The closest open source comparisons to texify are pix2tex and nougat, although they're designed for different purposes:

- Compared to [pix2tex](https://github.com/lukas-blecher/LaTeX-OCR), texify can detect text and inline equations. Pix2tex is designed for block LaTeX equations, and hallucinates more on text.
- Compared to [nougat](https://github.com/facebookresearch/nougat), texify is optimized for equations and small page regions.  Nougat is designed to OCR entire pages, and hallucinates more on small images.

See more details in the [benchmarks](#benchmarks) section.

## Community

[Discord](https://discord.gg//KuZwXNGnfH) is where we discuss future development.

## Demo

https://github.com/VikParuchuri/texify/assets/913340/882022a6-020d-4796-af02-67cb77bc084c

## Examples

| Image                      | OCR Markdown              |
|----------------------------|---------------------------|
| [1](data/examples/0.png)   | [1](data/examples/0.md)   |
| [2](data/examples/100.png) | [2](data/examples/100.md) |
| [3](data/examples/300.png) | [3](data/examples/300.md) |
| [4](data/examples/400.png) | [4](data/examples/400.md) |

# Installation

This has been tested on Mac and Linux (Ubuntu and Debian).  You'll need python 3.10+ and [poetry](https://python-poetry.org/docs/#installing-with-the-official-installer).

`pip install texify`

Model weights will automatically download the first time you run it.

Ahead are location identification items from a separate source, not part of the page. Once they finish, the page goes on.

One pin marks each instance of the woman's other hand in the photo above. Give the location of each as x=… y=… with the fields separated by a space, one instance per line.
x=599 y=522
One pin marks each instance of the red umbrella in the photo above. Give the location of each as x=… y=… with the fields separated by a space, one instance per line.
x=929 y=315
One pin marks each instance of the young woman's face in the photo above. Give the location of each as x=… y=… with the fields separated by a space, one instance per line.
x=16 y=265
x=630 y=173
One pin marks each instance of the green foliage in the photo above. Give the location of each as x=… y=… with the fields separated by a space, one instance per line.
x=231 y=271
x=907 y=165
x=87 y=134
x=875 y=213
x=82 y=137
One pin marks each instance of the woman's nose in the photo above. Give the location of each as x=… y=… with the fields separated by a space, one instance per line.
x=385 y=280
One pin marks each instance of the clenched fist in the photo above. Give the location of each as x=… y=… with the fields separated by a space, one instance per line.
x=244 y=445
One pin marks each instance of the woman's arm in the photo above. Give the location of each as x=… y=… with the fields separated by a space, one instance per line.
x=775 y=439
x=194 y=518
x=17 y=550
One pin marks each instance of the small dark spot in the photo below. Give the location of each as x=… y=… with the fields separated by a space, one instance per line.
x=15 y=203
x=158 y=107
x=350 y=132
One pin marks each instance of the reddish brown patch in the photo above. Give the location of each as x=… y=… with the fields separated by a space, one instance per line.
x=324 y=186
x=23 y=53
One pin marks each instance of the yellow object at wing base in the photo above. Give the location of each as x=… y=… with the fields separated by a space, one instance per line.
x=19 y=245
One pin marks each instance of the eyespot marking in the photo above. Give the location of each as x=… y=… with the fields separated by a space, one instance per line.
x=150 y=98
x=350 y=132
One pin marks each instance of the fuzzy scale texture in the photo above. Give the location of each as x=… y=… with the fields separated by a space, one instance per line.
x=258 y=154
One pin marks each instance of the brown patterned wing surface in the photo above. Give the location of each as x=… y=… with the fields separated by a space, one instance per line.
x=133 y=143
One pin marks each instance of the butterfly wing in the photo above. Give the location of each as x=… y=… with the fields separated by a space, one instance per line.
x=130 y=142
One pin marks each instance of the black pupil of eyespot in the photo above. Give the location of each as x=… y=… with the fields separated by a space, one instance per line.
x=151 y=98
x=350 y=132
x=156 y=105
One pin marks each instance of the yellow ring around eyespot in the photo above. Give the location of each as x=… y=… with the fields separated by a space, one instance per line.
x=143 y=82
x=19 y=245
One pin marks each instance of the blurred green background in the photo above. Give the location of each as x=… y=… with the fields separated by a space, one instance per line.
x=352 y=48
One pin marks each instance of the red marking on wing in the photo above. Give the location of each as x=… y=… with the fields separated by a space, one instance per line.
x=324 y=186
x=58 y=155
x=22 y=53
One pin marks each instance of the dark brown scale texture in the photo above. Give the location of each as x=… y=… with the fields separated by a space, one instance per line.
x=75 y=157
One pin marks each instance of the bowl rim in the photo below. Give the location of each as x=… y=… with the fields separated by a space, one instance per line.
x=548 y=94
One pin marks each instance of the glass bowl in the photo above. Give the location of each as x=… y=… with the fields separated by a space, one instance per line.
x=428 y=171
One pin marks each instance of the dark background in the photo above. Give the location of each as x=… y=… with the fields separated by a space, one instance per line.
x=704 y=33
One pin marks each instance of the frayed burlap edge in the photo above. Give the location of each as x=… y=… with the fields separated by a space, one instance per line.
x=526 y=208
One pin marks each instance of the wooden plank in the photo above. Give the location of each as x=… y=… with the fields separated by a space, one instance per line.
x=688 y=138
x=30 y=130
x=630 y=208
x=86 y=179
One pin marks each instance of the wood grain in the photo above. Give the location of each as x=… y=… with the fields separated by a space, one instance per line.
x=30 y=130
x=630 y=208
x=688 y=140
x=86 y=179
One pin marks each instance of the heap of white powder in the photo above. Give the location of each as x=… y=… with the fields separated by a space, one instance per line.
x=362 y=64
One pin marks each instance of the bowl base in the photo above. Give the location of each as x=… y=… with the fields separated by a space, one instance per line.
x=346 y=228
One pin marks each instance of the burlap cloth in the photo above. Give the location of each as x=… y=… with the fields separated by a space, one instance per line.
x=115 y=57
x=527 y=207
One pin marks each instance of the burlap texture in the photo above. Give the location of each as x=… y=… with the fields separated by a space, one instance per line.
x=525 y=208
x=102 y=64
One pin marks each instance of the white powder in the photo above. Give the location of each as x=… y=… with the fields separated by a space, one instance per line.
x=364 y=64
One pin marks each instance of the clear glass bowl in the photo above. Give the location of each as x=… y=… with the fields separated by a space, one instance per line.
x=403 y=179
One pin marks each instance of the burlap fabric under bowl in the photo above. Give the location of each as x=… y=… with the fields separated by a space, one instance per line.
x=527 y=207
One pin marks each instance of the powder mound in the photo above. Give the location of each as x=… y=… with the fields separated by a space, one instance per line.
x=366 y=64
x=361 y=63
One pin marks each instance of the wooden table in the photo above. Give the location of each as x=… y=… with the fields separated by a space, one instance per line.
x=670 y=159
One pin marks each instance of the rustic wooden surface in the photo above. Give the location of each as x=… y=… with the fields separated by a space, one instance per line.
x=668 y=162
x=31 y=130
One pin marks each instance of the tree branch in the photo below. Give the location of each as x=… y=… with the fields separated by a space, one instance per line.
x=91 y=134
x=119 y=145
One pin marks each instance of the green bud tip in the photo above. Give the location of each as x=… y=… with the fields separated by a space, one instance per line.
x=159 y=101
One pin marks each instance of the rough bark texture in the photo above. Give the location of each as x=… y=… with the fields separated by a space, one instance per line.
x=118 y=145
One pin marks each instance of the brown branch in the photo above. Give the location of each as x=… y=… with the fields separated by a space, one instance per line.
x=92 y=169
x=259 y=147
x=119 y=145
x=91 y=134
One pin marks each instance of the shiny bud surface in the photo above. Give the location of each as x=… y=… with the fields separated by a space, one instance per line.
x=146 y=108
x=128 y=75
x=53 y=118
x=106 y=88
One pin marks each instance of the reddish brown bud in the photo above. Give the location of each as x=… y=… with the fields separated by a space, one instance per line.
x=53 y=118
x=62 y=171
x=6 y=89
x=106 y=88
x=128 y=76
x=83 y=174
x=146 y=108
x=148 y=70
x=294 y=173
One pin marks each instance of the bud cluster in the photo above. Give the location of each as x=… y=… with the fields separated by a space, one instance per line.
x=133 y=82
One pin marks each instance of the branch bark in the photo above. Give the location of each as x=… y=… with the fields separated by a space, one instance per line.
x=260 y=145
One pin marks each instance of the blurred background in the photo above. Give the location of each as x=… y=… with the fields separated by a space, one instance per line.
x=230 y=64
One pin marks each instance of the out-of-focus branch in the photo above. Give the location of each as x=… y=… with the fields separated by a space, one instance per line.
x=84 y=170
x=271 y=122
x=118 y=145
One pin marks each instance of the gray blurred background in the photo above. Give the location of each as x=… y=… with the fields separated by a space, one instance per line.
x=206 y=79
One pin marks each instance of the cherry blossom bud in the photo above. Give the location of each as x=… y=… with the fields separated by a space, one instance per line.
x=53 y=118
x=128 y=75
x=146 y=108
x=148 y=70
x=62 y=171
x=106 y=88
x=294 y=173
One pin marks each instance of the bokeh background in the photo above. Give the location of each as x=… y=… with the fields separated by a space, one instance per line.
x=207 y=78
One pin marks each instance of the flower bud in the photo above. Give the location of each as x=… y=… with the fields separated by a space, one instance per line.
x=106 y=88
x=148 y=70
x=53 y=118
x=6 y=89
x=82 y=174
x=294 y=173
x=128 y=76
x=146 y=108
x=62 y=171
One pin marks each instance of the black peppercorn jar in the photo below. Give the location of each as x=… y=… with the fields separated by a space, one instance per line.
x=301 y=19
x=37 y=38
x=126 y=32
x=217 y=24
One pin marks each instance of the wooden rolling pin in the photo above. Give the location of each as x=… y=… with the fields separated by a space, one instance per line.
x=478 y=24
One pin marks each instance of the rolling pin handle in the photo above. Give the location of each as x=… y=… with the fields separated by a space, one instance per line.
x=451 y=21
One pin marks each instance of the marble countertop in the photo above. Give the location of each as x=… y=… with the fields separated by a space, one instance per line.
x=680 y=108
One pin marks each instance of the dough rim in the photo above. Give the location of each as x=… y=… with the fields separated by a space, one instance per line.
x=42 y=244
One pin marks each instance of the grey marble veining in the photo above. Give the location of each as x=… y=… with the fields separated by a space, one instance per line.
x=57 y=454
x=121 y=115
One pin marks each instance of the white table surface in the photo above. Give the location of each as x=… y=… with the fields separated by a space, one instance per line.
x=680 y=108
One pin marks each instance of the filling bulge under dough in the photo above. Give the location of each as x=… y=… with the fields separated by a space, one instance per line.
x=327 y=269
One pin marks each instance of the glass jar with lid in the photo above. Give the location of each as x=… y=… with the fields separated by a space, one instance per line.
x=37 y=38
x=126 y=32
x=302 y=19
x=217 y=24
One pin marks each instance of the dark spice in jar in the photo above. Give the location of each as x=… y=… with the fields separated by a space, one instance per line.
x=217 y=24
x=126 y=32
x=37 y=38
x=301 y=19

**Note** You will need to have PyTorch properly setup for this to work.  You may need to install the CPU version of torch first if you're not using a Mac or a GPU machine.  See [here](https://pytorch.org/get-started/locally/) for more details.

# Usage

- Inspect the settings in `texify/settings.py`.  You can override any settings with environment variables.
- Your torch device will be automatically detected, but you can override this.  For example, `TORCH_DEVICE=cuda` or `TORCH_DEVICE=mps`.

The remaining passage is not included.